I’ve always been a tiny person. At 4’10”, I’ve endured a lifetime of being gawped at, patted, picked up, spammed and manhandled by your formidable ilk. When it comes to the daily commute, I’m routinely squashed, elbowed, swatted, herded and, on occasion, practically Frisbeed out of the way by you inconsiderate, marauding beasts. And quite frankly, I’m getting a little tired of your sheeyat.

Sharing public transport with you is like sharing a paddling pool with an elephant. You. Just. Take. Up. SO. MUCH. ROOM! INCLUDING MINE!!! I ask for so little, yet you seem to feel my diminutive stature negates the need for personal space.

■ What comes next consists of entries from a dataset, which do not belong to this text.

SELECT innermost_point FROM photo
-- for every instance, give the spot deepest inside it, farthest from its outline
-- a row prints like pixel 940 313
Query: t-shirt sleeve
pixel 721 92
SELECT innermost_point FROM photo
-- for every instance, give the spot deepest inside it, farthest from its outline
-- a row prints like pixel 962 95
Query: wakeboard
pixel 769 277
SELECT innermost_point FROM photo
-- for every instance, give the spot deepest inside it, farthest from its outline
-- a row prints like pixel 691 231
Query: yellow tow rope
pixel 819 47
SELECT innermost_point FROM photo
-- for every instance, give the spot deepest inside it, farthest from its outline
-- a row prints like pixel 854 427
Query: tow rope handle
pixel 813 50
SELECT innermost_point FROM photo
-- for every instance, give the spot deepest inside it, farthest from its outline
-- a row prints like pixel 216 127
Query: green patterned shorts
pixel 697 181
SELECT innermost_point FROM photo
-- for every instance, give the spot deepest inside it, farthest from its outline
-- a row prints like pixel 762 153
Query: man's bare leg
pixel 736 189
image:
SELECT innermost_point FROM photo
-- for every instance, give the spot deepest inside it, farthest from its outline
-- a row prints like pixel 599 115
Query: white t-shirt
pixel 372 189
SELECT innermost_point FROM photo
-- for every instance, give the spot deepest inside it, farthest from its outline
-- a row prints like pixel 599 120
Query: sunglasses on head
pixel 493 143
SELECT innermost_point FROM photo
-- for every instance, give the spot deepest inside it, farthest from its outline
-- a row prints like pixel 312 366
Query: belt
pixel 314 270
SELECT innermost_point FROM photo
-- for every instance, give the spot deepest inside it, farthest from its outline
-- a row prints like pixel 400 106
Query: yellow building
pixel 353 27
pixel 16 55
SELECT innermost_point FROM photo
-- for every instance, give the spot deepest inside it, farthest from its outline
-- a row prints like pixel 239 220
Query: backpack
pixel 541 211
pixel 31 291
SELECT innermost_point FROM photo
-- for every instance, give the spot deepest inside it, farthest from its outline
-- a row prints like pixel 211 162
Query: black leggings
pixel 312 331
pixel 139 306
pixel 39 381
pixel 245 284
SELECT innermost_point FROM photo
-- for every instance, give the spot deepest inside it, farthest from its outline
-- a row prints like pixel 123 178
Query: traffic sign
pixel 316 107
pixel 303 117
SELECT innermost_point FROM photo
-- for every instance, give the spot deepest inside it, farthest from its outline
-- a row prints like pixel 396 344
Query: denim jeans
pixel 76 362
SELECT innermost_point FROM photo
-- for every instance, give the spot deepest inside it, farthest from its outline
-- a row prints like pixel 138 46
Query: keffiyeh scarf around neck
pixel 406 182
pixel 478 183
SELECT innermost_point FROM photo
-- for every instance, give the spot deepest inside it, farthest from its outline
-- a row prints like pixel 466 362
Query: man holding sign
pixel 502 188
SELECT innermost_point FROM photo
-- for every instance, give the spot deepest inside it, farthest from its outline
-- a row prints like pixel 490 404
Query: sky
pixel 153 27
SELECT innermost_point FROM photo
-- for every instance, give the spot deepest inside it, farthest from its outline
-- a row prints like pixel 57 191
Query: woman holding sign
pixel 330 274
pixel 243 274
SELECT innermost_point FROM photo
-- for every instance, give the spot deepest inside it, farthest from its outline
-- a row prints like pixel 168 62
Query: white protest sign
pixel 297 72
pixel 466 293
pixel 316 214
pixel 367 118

Why am I seemingly expected to make myself even smaller, while you are allowed to just spread your big selves as far and wide as possible?

Just because I don’t take up 50% of the two-seater on the bus, doesn’t give you the right to take up 90%, and wedge me against the window. And whilst I’m on the subject, gentlemen: your balls are not 8ft wide. No-one’s little swimmers need that much breathing space – crank those legs back in!

Your rapid and unadulterated growth also seems to have had an adverse effect on your spatial awareness: you have none. Like… ZEEEERRRROOOOO. The number of times I’ve been slapped in the specs as one of you behemoths has reached for the overhead handrail – only to be cracked in the cranium when you decide to let go of said overhead handrail… I’ve literally lost count. Presumably due to concussion.

Perhaps you’re unaware of the handy little mechanism located between your chin and shoulders that actually allows you to swivel your head? It’s called a neck ­– it would be great if you could use yours every now and then to look around you and observe the things that might lie just outside your peripheral vision. Things like my lips. Please – just do some basic guesstimating before you fling your flat hand out there like a tennis racket (don’t be surprised if it comes back to you with a few broken strings next time).

I know what you’re thinking, big people. You think I’m overreacting. You’re thinking: ‘Well I don’t particularly enjoy my commute to work in the mornings, either – nobody does. We’re all suffering, dear’. Oh? Oh are we really? Do you know what it’s like to have your face stuffed in a moist, odious armpit from Stockwell to Oxford Circus? Had your beautiful bouffant bludgeoned by a backpack? Or perhaps you’ve experienced the crushing realisation that the passenger behind you is slowly but surely beginning to use your head as a newspaper rest? No? Didn’t think so.